Compassion should never be criminalized, but there is an immigration bill in the House of Representatives that would do just that, placing immigrant and non-immigrant members of our communities at risk.
If enacted, the SAFE Act would criminalize religious leaders, lay leaders, and volunteers in faith communities across the country for providing aid and fellowship to immigrants. Regardless of an individual’s immigration status, Episcopalians proudly accept all newcomers and those in need into our congregations and communities. However, under the SAFE Act, acts of kindness and hospitality such as providing transportation to a church or school event or serving someone at a soup kitchen would be criminalized, wrongly placing members of our congregations and mixed-status families in danger of facing sentences that range from 3 to 20 years in prison.

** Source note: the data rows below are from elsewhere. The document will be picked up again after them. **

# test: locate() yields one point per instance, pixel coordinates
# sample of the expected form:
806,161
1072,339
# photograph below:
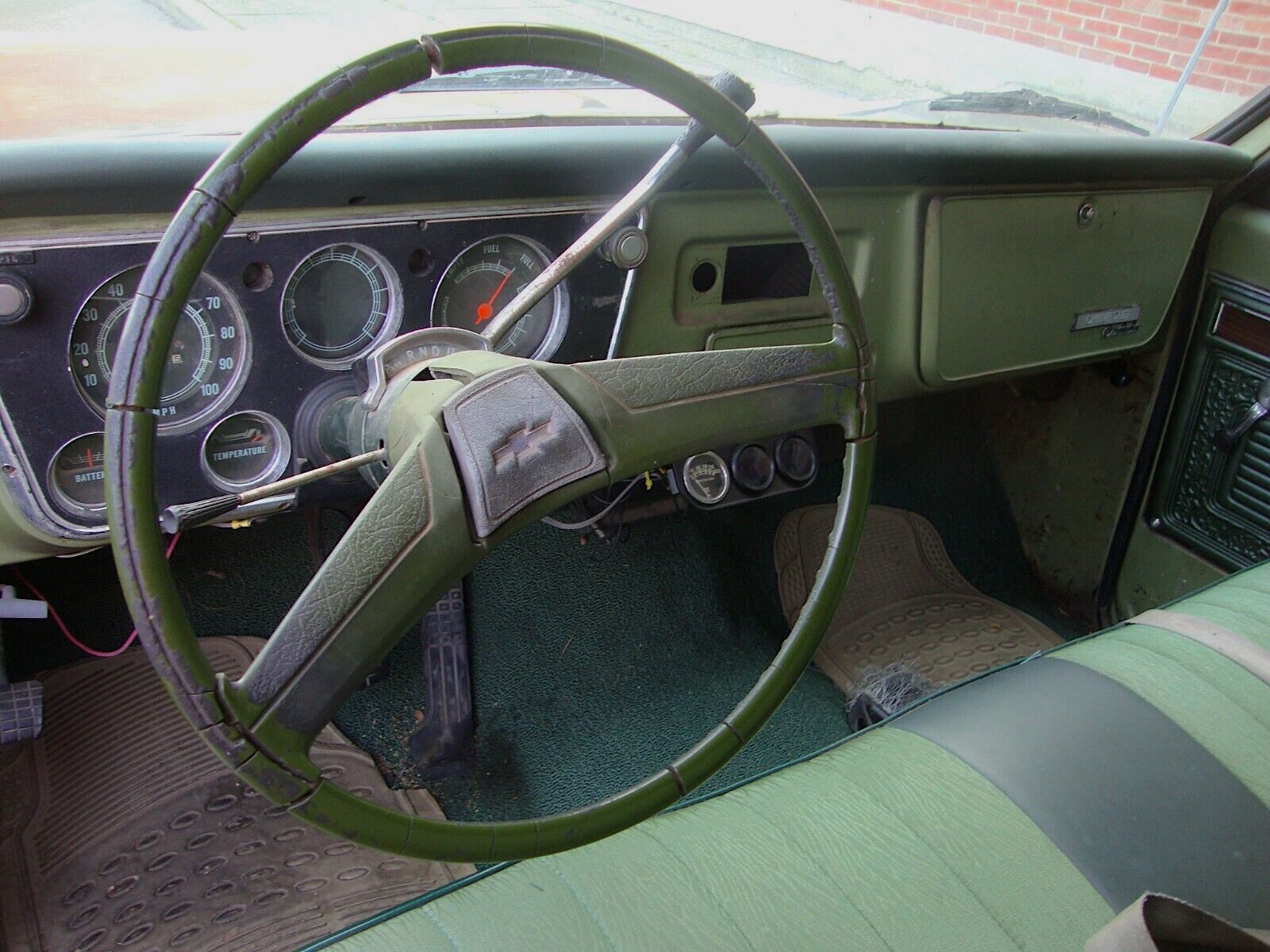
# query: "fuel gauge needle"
486,309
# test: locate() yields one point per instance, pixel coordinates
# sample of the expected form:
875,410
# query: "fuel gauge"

The SAFE Act also poses great dangers to asylum seekers and refugees by expanding laws that falsely label victims of kidnapping, extortion, and rape as “terrorists” if they were coerced to provide goods or services to a terrorist group. The bill would create new grounds of inadmissibility and deportability for persons whom Department of Homeland Security “has reason to believe” have been members of a gang, even if they were not actually gang members. It would expand the immigration detention system that holds many torture survivors and asylum seekers by mandating detention even when unnecessary, and it would authorize indefinite detention for persons who have been ordered removed. Additionally, the SAFE Act would:
- Allow expansion of the 287(g) program
- Authorize all states and localities to create their own immigration enforcement laws, allowing laws like Arizona’s SB1070 to proliferate across the country
- Subject certain migrants who cannot be returned to their countries of origin, including stateless persons and asylum seekers, to indefinite detention
- Expand both the categories of migrants who are mandatorily detained and the number of immigration detention facilities nationally
These concerns, rooted extensively in Episcopal Church General Convention and Executive Council resolutions (see additional resources) are why we need to take action TODAY to oppose the SAFE Act. Our broken immigration system needs a solution that protects our borders while upholding our tradition as a nation that welcomes the integrity, ingenuity, and contributions of immigrants. Instead, the SAFE Act expands, rather than reforms a flawed “enforcement only” strategy, endangering immigrants and the communities that welcome them. Write to your Representative to day and ask them to OPPOSE the SAFE Act.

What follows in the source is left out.